One of the ever-present arguments between developers in many programming languages is how to correctly indent code. Many developers choose to indent code with one or more spaces, while others prefer to use tabs. Both options have their benefits, with spaces offering a consistent level of indentation; while tabs are explicitly designed for use in indentation, allow developers to configure how a single tab displays, and make it much less likely to run into half-indentation.
Tip: Half-indentation is an issue where two documents use a different number of spaces to indent. For example, if you use a single space to indent content in one document, then copy code from double-space indented code, they won’t be compatible. With tabs, this isn’t really an issue, as tabs are wide enough that no-one uses double-tab indentation.
Any decent development environment, such as Sublime Text 3 allows developers to set how wide they want tab characters to appear.
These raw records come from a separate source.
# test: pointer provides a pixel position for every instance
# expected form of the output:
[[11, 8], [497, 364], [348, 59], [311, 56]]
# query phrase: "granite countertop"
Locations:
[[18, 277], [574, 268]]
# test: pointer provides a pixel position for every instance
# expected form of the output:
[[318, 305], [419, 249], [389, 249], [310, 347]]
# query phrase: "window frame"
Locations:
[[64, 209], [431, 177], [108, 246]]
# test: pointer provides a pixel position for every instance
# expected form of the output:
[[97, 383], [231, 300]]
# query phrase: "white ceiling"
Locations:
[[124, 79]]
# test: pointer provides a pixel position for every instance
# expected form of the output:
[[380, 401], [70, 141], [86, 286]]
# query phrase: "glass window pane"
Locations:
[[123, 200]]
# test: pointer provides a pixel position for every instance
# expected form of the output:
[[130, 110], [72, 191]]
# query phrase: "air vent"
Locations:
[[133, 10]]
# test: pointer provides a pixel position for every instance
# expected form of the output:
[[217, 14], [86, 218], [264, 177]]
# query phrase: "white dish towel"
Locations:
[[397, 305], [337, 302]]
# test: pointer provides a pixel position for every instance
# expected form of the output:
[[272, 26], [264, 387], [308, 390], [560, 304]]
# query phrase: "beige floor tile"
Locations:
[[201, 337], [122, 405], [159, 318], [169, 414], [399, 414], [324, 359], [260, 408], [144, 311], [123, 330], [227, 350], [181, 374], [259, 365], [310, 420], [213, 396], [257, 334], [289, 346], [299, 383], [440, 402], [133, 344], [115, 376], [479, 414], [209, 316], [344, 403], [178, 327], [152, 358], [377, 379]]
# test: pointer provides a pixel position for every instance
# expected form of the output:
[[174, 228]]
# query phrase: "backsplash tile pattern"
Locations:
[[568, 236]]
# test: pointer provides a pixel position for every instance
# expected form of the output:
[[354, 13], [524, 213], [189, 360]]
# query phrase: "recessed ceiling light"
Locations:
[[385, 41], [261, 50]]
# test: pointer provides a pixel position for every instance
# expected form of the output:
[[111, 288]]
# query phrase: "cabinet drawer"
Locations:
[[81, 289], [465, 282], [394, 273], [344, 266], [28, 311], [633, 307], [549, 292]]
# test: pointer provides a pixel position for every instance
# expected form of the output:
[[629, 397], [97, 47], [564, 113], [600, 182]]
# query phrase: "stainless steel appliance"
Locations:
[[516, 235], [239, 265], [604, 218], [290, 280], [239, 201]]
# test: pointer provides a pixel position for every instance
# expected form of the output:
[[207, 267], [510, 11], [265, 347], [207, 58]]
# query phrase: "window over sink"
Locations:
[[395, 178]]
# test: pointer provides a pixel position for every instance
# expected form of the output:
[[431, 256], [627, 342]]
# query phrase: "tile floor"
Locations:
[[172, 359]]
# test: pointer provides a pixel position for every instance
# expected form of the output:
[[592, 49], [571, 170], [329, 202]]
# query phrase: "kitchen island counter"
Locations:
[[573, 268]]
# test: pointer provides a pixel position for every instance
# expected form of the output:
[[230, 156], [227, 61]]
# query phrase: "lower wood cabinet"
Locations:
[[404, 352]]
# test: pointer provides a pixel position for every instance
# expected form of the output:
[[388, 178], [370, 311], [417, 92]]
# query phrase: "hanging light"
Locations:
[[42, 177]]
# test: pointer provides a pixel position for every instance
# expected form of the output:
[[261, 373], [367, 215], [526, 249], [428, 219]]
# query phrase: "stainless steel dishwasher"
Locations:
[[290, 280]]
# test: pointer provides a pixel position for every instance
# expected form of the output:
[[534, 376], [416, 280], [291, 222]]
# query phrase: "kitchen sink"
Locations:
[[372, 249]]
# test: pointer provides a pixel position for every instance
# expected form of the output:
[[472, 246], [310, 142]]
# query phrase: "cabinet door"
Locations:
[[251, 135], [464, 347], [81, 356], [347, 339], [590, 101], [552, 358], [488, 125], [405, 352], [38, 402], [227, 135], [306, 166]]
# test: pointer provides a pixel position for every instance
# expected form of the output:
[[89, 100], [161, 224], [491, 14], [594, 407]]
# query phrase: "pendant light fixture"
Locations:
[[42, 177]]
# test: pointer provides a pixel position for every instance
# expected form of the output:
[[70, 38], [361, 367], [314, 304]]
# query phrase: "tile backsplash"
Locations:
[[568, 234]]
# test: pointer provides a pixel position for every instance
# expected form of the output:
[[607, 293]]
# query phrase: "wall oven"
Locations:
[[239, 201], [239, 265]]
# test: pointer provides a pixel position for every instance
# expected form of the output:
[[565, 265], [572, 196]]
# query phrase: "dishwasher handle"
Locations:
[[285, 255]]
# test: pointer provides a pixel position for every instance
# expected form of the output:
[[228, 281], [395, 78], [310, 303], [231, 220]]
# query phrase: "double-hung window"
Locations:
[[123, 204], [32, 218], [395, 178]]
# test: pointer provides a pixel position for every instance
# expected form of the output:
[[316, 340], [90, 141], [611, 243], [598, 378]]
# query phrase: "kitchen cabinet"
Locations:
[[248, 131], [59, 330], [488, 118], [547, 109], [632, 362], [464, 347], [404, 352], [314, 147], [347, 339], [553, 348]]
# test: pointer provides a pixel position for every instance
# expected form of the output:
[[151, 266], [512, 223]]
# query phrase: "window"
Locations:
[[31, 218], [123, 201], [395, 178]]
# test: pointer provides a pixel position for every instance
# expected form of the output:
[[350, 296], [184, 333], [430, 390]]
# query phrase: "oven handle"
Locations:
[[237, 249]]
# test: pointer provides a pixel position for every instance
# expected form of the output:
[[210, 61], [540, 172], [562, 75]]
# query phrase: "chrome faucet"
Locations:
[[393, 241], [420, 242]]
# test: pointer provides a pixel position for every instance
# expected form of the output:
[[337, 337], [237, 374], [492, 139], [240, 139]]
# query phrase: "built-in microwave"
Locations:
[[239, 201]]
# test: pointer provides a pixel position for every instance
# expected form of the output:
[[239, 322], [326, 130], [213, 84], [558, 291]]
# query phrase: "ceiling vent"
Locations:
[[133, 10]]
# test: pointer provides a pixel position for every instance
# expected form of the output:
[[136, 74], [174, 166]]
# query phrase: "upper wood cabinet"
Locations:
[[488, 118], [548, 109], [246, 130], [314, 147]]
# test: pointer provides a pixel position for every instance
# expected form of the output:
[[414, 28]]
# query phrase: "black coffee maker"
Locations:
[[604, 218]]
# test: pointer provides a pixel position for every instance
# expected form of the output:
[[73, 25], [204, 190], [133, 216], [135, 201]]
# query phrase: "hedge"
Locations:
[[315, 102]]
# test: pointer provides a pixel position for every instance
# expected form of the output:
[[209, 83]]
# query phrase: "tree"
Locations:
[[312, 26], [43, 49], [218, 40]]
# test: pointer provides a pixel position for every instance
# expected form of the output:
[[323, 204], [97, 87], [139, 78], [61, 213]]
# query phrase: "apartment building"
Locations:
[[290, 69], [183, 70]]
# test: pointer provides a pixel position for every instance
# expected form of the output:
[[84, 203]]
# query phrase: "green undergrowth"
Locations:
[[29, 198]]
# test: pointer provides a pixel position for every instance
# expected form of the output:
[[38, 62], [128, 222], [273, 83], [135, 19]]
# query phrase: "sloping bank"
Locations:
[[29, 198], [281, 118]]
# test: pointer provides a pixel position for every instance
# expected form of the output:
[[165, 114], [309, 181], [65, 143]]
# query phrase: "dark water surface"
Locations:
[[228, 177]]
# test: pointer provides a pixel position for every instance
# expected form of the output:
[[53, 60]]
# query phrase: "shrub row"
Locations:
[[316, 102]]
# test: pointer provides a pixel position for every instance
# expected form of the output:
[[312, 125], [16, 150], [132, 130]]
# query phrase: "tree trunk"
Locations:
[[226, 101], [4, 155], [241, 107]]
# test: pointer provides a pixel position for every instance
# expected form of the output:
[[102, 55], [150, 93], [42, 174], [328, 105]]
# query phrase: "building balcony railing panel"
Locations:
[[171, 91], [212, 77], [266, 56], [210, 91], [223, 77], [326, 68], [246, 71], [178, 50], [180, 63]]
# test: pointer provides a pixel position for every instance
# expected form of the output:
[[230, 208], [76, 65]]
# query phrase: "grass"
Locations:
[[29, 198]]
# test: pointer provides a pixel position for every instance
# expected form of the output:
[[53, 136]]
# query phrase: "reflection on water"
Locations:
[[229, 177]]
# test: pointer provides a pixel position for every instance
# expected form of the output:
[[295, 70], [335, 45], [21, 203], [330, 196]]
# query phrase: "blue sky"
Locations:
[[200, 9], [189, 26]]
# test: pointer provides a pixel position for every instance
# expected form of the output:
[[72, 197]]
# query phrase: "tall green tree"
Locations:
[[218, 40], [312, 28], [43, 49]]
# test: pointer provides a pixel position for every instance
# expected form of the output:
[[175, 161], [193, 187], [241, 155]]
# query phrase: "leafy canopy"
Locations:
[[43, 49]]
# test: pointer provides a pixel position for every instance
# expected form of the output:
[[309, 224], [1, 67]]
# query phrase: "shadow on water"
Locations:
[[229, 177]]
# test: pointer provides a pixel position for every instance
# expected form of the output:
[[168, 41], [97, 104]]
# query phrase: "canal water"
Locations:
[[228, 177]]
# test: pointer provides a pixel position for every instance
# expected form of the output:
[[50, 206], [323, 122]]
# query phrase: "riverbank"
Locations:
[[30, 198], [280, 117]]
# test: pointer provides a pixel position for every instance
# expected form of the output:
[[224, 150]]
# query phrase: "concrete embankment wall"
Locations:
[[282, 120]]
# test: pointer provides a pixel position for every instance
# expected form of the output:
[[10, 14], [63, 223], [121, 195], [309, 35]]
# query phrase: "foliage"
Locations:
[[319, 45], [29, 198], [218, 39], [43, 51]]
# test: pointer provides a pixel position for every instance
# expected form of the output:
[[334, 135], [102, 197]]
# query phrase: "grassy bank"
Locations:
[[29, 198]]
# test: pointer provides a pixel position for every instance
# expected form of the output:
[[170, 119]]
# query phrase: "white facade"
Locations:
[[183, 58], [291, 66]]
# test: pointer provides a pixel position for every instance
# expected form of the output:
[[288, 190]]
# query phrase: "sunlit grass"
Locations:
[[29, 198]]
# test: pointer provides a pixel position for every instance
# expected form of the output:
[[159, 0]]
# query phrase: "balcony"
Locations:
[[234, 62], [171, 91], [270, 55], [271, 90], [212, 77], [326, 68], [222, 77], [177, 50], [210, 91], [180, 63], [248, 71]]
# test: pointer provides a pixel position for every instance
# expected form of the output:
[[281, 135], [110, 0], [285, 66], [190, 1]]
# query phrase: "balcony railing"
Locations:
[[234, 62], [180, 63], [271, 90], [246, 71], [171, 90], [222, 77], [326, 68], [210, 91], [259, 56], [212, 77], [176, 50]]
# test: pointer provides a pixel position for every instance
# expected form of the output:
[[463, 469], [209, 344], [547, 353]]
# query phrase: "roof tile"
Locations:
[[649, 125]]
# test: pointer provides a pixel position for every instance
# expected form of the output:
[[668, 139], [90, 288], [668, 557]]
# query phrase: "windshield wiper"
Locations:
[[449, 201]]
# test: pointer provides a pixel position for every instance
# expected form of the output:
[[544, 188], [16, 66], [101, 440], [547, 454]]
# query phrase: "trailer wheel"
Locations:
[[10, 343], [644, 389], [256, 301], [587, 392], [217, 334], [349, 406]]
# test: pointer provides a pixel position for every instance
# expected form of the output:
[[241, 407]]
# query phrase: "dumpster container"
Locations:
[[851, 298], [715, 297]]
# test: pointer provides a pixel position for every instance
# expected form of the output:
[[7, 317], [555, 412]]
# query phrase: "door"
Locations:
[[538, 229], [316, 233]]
This is primarily a personal preference issue, as it makes no difference to the actual code, a single tab character is used no matter if that tab is configured to take the same amount of space as two, three, or more spaces.
To configure the tab width in Sublime Text 3, click on “View” in the top bar, then click on “Indentation” in the drop-down list. Next, in the second level of the drop-down list select the width you want a tab to take up. Sublime Text 3 defaults to tabs being four spaces wide.
Tip: If you prefer using spaces for indentation, you can enable the “Indent Using Spaces” option at the top of the tab width menu. This will convert any press of the tab key to the number of spaces specified.